How Rapid Prototypes Works
Companies often develop rapid prototypes using 3D printing or simply putting miscellaneous items together to quickly bring an idea to life. From there, rapid prototypes can give insight into what aspects of the design and/or idea backing the model might need to be changed. Not only this, but a rapid prototype also allows a company to show and better demonstrate their idea or product to others, particularly those who do not have an in-depth understanding of the work behind the model.
In most cases, rapid prototypes are made quickly with slightly different takes on how a company can implement the desired design. These different models can be tested and reviewed to see how they could contribute to the final product. A rapid prototype evaluates why specific designs work while others do not. By combining different successful designs, a company can get the most out of and produce the best version of the idea.
Rapid prototypes are often easy to make, cheap, and relatively productive when utilized correctly. And suppose a company does not have the tools to create a rapid prototype or series of rapid prototypes. In that case, there are firms or industrial institutions that make models for others. Most of these external producers advertise shockingly fast turnaround times at low rates; with the right firm, a company could get a rapid prototype back in as little as one day without excessive fees or hassle.
Example of a Rapid Prototype
Say a company was trying to build the next energy-conservative light bulb. One of the first rapid prototypes of this vision could be a simple 3D-printed design of how the light bulb would look, considering the different shapes, designs, and dimensions that a company could utilize. A company could make many rapid prototypes to model and compare ideas. Eventually, the company might even find a mix of these different prototypes to have an advantage. They are easier to use or are better at conserving energy over the light bulbs currently on the market.
At this point, it would be best to create an even more developed prototype, one that could be used and tested. These prototypes could be given to consumers to test and give feedback on incorporating the user experience into the design process. In this way, the company will cater the final product to the consumer group they are trying to sell or introduce the light bulb to.

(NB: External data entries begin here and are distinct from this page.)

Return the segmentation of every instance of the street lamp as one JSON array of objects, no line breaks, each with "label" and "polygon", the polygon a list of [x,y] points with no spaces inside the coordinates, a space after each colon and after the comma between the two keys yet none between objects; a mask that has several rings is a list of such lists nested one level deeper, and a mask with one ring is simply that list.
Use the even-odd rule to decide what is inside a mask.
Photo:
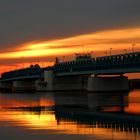
[{"label": "street lamp", "polygon": [[124,49],[124,53],[127,54],[127,49]]},{"label": "street lamp", "polygon": [[110,48],[110,55],[111,55],[112,48]]},{"label": "street lamp", "polygon": [[135,46],[136,44],[132,44],[132,52],[134,52],[134,46]]},{"label": "street lamp", "polygon": [[107,56],[107,51],[104,52],[105,56]]}]

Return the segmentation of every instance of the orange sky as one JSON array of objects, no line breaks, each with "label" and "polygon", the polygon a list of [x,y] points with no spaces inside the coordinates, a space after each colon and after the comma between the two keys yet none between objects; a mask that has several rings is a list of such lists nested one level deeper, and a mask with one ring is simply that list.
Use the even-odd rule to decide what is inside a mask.
[{"label": "orange sky", "polygon": [[42,67],[52,65],[56,56],[65,61],[72,59],[75,53],[93,51],[93,56],[109,55],[110,48],[112,54],[132,52],[132,44],[135,44],[135,51],[140,51],[140,27],[26,42],[0,53],[0,73],[34,63],[39,63]]}]

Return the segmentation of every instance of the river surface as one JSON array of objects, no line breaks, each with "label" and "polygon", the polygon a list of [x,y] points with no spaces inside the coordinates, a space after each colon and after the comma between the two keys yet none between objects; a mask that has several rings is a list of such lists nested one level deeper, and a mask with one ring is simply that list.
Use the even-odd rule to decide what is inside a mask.
[{"label": "river surface", "polygon": [[73,92],[0,93],[0,139],[140,140],[140,91],[129,93],[124,112],[114,106],[94,112],[89,98]]}]

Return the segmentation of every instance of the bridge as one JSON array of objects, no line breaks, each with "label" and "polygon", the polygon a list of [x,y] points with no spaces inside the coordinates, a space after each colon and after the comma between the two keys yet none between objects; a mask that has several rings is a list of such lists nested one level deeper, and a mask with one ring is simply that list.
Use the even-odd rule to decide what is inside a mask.
[{"label": "bridge", "polygon": [[92,58],[90,54],[54,66],[57,76],[124,74],[140,72],[140,52]]},{"label": "bridge", "polygon": [[[59,62],[52,67],[38,65],[5,72],[1,87],[52,90],[112,91],[129,90],[124,73],[140,72],[140,52],[92,57],[91,54],[76,55],[76,59]],[[94,75],[94,77],[92,76]],[[100,77],[117,75],[116,77]],[[123,85],[123,86],[122,86]],[[19,88],[19,89],[20,89]]]}]

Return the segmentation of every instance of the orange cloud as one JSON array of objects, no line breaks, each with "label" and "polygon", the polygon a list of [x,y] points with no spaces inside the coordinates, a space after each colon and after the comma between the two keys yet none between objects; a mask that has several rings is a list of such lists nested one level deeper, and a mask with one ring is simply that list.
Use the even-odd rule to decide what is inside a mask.
[{"label": "orange cloud", "polygon": [[97,56],[109,53],[110,48],[114,54],[124,53],[124,50],[131,52],[134,43],[135,50],[139,51],[140,27],[106,30],[50,41],[33,41],[17,46],[15,50],[0,53],[0,60],[71,56],[90,51]]}]

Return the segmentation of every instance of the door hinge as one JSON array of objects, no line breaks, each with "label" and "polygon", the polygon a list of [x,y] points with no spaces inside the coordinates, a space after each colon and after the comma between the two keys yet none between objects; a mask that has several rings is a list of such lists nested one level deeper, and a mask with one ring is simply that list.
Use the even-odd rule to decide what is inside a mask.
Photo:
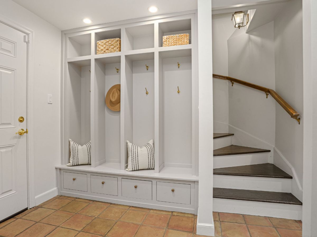
[{"label": "door hinge", "polygon": [[27,43],[30,43],[30,41],[29,40],[28,35],[27,34],[26,34],[24,36],[24,42]]}]

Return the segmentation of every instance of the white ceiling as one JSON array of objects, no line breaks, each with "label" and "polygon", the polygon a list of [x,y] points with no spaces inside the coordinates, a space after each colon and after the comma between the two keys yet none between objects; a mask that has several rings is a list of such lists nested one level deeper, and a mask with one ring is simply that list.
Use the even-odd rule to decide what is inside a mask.
[{"label": "white ceiling", "polygon": [[[13,0],[61,30],[196,9],[195,0]],[[147,10],[156,6],[158,11]],[[93,22],[88,24],[86,17]]]}]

The production, analysis, and feedback process on different prototypes of varied shapes, designs, dimensions, levels of energy used, and many other factors would most likely involve the production of numerous models. Hopefully, a company would one day create the energy-conservative light bulb that stands out from its competition due to those many rapid prototypes and the insight that they provided.

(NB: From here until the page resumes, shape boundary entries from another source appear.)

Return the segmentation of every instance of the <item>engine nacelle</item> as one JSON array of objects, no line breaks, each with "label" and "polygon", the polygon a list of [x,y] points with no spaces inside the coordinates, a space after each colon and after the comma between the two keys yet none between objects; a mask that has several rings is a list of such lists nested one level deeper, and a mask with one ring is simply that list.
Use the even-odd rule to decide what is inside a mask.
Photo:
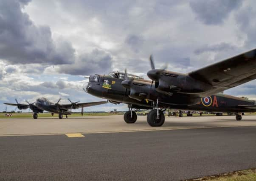
[{"label": "engine nacelle", "polygon": [[188,75],[166,75],[163,74],[156,82],[155,87],[159,92],[197,93],[209,90],[211,86]]},{"label": "engine nacelle", "polygon": [[18,104],[17,107],[20,110],[27,109],[28,108],[28,106]]}]

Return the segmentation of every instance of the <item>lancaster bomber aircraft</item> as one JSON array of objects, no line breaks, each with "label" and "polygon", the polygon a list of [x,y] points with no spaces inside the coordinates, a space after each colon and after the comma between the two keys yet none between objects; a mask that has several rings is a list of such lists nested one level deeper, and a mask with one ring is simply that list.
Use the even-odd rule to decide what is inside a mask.
[{"label": "lancaster bomber aircraft", "polygon": [[147,117],[152,126],[163,125],[167,108],[233,112],[237,120],[242,120],[239,113],[256,109],[254,100],[219,93],[256,78],[256,49],[187,74],[155,69],[152,56],[149,60],[151,81],[126,71],[113,72],[91,75],[83,89],[110,103],[127,104],[124,119],[128,123],[135,123],[140,109],[152,109]]},{"label": "lancaster bomber aircraft", "polygon": [[48,99],[42,97],[37,99],[37,101],[33,103],[30,103],[27,100],[26,102],[28,104],[21,104],[18,102],[17,99],[15,99],[17,104],[12,103],[5,103],[5,104],[10,106],[16,106],[19,109],[26,109],[29,108],[34,113],[33,117],[34,119],[37,118],[37,114],[39,112],[42,113],[44,111],[46,111],[51,113],[52,116],[54,113],[59,114],[59,118],[62,119],[63,115],[65,115],[66,117],[68,118],[68,115],[70,115],[71,112],[69,109],[77,109],[82,108],[82,114],[84,114],[84,107],[88,107],[92,106],[99,105],[105,104],[106,101],[93,102],[92,103],[78,103],[79,101],[72,102],[70,99],[68,98],[68,100],[71,103],[68,104],[60,104],[59,103],[61,98],[59,98],[56,103],[50,102]]}]

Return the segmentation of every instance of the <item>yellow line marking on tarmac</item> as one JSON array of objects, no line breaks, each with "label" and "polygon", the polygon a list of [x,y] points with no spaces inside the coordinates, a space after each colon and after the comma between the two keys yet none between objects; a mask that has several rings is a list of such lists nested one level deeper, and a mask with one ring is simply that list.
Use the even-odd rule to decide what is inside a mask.
[{"label": "yellow line marking on tarmac", "polygon": [[68,133],[65,134],[69,138],[76,138],[77,137],[84,137],[81,133]]},{"label": "yellow line marking on tarmac", "polygon": [[[68,137],[68,135],[77,134],[79,135],[79,136],[74,137],[84,137],[82,134],[101,134],[101,133],[127,133],[132,132],[141,132],[141,131],[172,131],[172,130],[186,130],[186,129],[203,129],[203,128],[233,128],[233,127],[249,127],[249,126],[256,126],[256,125],[224,125],[224,126],[202,126],[202,127],[184,127],[184,128],[158,128],[156,129],[138,129],[138,130],[120,130],[114,131],[87,131],[86,132],[81,133],[39,133],[39,134],[0,134],[0,137],[1,136],[43,136],[43,135],[59,135],[65,134]],[[70,136],[71,137],[71,136]]]}]

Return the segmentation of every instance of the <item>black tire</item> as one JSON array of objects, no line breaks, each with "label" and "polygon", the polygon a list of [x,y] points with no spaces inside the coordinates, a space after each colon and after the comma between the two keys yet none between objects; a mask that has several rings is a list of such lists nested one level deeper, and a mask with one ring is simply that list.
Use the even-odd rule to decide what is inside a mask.
[{"label": "black tire", "polygon": [[237,121],[241,121],[242,120],[242,116],[240,114],[236,114],[236,120]]},{"label": "black tire", "polygon": [[150,111],[148,114],[146,120],[149,124],[152,127],[161,126],[164,123],[164,114],[161,111],[159,111],[159,117],[157,119],[157,110],[153,109]]},{"label": "black tire", "polygon": [[127,111],[124,115],[124,119],[125,123],[128,124],[134,123],[137,121],[137,114],[134,111],[132,111],[132,117],[131,117],[131,111]]},{"label": "black tire", "polygon": [[59,113],[59,119],[62,119],[63,117],[63,115],[61,113]]}]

Significance of Rapid Prototype
When a company decides to create a product, the rapid prototype process follows a pattern. First comes the product idea. Then the idea is built. After it is made, the prototype is reviewed, then it is refined and rebuilt. The cyclical process continues until the product meets or exceeds expectations set by the company. Once the rapid prototype is approved, production can begin. Without rapid prototypes, there would not be growth and eventual production of a product.